We are all creatures of habit. If you don’t have good habits, then you probably have bad habits in their place. Bad habits are easy to develop because they give us instant gratification, like watching tv instead of sleeping early or sleeping in instead of waking up early. And bad habits are hard to break because enjoyable behavior like watching tv or scrolling through social media makes the brain release dopamine, the feel good hormone. Good, healthy habits on the other hand, reward us in the long term but are hard to choose right now. Most people fail to develop a good habit because they set goals that are too big or outrageous; like saying you will workout for 1 hour, 7 days a week when you have not exercised in months or years. So here are some tips to help you develop a new habit and build good habits.
· Start small
Set a small goal each day that will eventually become a habit and help you achieve the big goal. You cannot just decide to get up and run a marathon. But you can jog for 30 minutes, 4 days a week, gradually increase the amount of time you jog, and 6 months later you will probably run a marathon.
· Be realistic
Don’t set impossible goals as you may be setting yourself up for disappointment. If you know you don’t have more than 15 free minutes in the day, then wanting to build a reading habit for 45 minutes a day is surely not possible. So be realistic about what you can achieve and work your way around what is manageable.
· Make it easy
Clear the obstacles that stand in your way of building the desired habit. If you want to go for a run every morning, keep your workout clothes and shoes ready by your bed. If you have only 30 minutes a day to exercise, exercise at home so you save on the commute time.
· Reward yourself
Reward yourself after you complete your daily goal. For example, reward yourself with 20 minutes of watching tv or gaming or 2 pieces of dark chocolate after completing your workout. Your brain will crave the reward and hence push you to exercise. Eventually the workout will release the same chemicals as the reward and the workout itself will become the reward.

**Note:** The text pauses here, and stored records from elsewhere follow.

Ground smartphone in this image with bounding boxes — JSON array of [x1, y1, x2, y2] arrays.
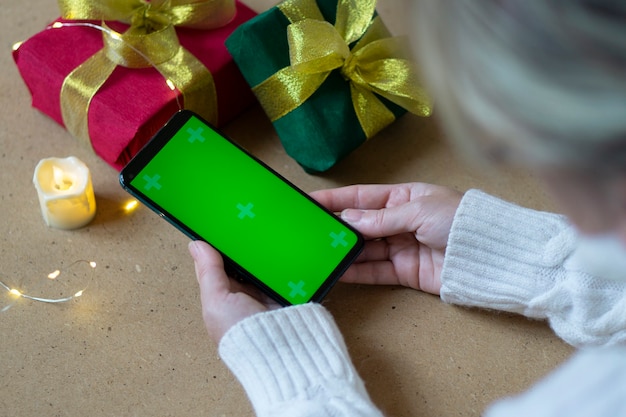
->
[[120, 110, 363, 305]]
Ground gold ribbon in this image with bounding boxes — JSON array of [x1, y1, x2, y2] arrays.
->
[[59, 0, 235, 150], [253, 0, 432, 138]]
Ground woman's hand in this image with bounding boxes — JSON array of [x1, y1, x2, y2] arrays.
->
[[189, 240, 280, 343], [311, 183, 463, 294]]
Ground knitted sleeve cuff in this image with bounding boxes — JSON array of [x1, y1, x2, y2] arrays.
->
[[219, 303, 380, 416], [441, 190, 576, 318]]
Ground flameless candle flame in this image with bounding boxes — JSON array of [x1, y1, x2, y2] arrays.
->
[[33, 156, 96, 229], [52, 165, 74, 191]]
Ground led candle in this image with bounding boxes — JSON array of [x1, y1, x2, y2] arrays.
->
[[33, 156, 96, 229]]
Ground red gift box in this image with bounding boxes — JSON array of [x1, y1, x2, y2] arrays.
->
[[13, 2, 256, 170]]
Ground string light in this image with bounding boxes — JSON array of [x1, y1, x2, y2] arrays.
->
[[0, 260, 97, 312], [124, 200, 139, 213]]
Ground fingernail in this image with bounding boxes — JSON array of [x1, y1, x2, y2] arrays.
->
[[341, 209, 363, 223], [187, 240, 198, 259]]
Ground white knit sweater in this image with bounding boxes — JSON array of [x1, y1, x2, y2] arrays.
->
[[220, 190, 626, 417]]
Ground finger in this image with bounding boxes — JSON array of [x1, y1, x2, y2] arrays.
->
[[340, 261, 400, 285], [341, 203, 423, 239], [310, 184, 405, 212], [189, 240, 230, 304]]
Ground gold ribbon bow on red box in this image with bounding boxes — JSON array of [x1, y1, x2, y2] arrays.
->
[[52, 0, 236, 150]]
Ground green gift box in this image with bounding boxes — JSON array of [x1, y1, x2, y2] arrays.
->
[[226, 0, 431, 173]]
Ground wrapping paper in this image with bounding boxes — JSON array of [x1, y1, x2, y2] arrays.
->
[[13, 2, 256, 170], [226, 0, 424, 173]]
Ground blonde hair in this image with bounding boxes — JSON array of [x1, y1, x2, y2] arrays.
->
[[413, 0, 626, 169]]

· Build one habit at a time
Building a habit takes dedication, willpower and effort. Focus on building one habit at a time so you don’t spread yourself too thin. Once the habit is ingrained it no longer requires extra effort and will become a part of your routine so then you can focus on building the next one.
If you feeling yourself falling off track, don’t be too hard on yourself. Just try to get back on track as soon as possible. Trying to change your behavior and building a new habit is hard so be kind to yourself during the process.
A habit is basically just a daily goal and your daily habits define your life. After all, a wise man once said; We are what we repeatedly do. Excellence, then, is not an act, but a habit.